DUNE: PART TWO: The Unseen Blade

Patrick LugoFebruary 26, 2024

Cutting to the Quick

Denis Villeneuve’s new movie is arguably the most anticipated sequel of 2024. Its closest competitor is the MCU’s only entry for the year - DEADPOOL & WOLVERINE. After a half dozen Academy Awards and an 83% on Rotten Tomatoes, Villeneuve’s sequel is already sitting at 97%. If you liked the first one, you’ll probably love this one. If you thought the first movie was too slow, this one corrects that…a bit. See it on IMAX or in one of those Sensurround theaters that have been making a comeback - it’s a big movie, a sensory experience. Thanks for reading.

The Slow Blade

A big deal was made of the knife work in both movies. Dune (the book) is a nearly high-fantasy story with concepts that play out wonderfully in literature "The slow blade penetrates the shield." The same is true for concepts like The Weirding Way and Prana-Bindu, fictional martial art techniques practiced by the Bene Gesserit order. They are part of what makes the book series so beloved, but also what makes their visual depiction a challenge. 

Fortunately, both movies selected the mighty Roger Yuan as fight/stunt coordinator. Readers of KFM ought to recognize Roger’s name - a fight trainer, action coordinator, actor, writer and producer who’s worked in the US, UK, Hong Kong, China, Thailand and on "Bollywood" and Vietnamese productions. He’s trained with John Cusack (who you’ll recall loves his ongoing Kung Fu training), Henry Cavill for IMMORTALS (2011), Daniel Craig for SKYFALL (2012) and Keanu Reeves for 47 RONIN (2013)

Roger’s an actor from the Hong Kong school of acting, doing his own stunts and trading blows with legends like Jackie Chan, Yuen Biao, Sammo Hung, Jet Li and Chow Yun Fat (on BULLETPROOF MONK in 2003),. Let’s also recall his role in CHANDNI CHOWK TO CHINA (2009). As a thank you for all this hard work, Villeneuve also gave Roger a very cool onscreen role (more on that in the spoilers section).

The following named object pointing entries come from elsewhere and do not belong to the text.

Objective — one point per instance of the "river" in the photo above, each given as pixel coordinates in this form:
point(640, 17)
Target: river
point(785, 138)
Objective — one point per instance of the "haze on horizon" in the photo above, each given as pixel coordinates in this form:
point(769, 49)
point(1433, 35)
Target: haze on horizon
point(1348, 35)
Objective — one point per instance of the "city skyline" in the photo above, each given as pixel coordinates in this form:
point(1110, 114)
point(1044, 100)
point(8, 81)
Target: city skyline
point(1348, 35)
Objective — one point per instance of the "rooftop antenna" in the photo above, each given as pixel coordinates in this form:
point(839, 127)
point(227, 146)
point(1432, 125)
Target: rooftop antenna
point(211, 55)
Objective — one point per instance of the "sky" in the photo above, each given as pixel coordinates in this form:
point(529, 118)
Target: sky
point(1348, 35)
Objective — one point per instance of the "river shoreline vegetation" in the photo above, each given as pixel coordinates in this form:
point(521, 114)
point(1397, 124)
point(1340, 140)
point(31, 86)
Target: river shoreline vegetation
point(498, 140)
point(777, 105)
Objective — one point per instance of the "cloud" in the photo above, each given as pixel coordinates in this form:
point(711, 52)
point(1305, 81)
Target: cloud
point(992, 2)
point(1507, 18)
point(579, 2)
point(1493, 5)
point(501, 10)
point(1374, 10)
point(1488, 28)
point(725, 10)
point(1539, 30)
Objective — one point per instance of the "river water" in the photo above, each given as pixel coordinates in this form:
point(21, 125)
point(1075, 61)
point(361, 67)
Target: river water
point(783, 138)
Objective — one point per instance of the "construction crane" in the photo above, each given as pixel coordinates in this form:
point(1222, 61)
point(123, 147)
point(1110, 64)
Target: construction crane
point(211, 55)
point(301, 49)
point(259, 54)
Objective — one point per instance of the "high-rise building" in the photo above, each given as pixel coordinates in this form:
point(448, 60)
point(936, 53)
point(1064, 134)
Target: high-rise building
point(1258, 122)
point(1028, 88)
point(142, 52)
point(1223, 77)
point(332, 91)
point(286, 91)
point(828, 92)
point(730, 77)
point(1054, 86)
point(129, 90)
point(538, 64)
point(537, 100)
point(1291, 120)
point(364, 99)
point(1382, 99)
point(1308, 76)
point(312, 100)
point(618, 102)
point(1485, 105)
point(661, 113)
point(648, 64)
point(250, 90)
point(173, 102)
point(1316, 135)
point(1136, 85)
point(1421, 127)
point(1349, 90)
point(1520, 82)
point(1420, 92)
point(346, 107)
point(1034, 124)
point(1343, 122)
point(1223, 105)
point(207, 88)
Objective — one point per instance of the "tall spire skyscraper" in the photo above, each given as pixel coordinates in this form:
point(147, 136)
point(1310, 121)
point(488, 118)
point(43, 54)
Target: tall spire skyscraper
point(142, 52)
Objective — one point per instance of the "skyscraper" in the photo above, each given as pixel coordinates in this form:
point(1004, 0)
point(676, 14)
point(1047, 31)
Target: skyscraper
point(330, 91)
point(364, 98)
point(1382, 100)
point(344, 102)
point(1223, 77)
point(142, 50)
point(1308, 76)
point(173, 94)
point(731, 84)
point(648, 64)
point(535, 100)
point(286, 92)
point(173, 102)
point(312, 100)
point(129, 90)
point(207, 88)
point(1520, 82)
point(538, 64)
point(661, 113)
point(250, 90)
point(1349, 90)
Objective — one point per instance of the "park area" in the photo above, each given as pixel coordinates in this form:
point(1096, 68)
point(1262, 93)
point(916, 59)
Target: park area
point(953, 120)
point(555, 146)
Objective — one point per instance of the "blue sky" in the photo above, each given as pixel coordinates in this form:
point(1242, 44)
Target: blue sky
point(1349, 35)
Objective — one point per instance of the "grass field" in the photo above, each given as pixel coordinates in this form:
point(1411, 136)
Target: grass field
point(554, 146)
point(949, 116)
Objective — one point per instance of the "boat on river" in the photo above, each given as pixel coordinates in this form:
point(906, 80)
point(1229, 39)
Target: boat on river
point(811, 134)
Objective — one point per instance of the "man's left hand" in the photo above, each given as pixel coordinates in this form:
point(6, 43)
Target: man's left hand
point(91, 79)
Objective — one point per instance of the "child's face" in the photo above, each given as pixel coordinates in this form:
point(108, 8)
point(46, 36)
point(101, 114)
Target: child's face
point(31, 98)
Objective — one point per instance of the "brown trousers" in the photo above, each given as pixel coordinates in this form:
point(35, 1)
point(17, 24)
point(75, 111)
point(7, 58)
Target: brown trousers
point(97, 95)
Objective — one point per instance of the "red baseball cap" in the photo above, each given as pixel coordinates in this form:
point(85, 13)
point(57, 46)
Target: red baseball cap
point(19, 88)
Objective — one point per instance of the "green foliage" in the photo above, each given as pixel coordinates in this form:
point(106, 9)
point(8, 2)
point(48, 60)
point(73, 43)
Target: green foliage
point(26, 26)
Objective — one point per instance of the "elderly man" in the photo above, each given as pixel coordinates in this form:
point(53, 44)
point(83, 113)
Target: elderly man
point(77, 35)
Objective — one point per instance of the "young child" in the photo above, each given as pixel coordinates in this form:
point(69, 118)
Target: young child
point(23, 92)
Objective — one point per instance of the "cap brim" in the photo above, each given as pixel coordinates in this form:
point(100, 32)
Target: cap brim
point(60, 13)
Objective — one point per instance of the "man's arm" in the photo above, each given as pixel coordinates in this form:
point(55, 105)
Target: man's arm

Accompanying Yuan as co-fight coordinator is Vi-Dan Tran the 8th generation JC Stunt Team member who worked on the action choreography and action-previs for THE FOREIGNER & BLEEDING STEEL (2017). Rounding out the fight team is fight arranger Vincent Wang a graduate of Shanghai University of Physical Education, the man entered the 90’s coaching Wushu and Taiji in London before ending that decade doing stunt-work and fight choreography.  Also a part of the fight team are Kai Fung Rieck, Khoa Huynh, Sefa Demirbas as well as a score of stunt-men and actors. But it’s Roger Yuan who’s to be credited for the choice to bring stick-fighting to a knife-fight choreography situation.
The Balintiwak

During interviews and on the DUNE special features Yuan talks about his choice to bring “a real-live martial art” to the fight training. He specifically names Balintiwak and required that all stunt-workers, and actors with action scenes be trained in the art. Amusingly, Jason Momoa (our very own Aquaman) who portrayed a fight-master and sworn protector admitted to Indiewire that while he couldn’t master the Filipino martial art he called it “Kali”) he learned enough to play his part convincingly but ended up inspiring his own son to take up the practice.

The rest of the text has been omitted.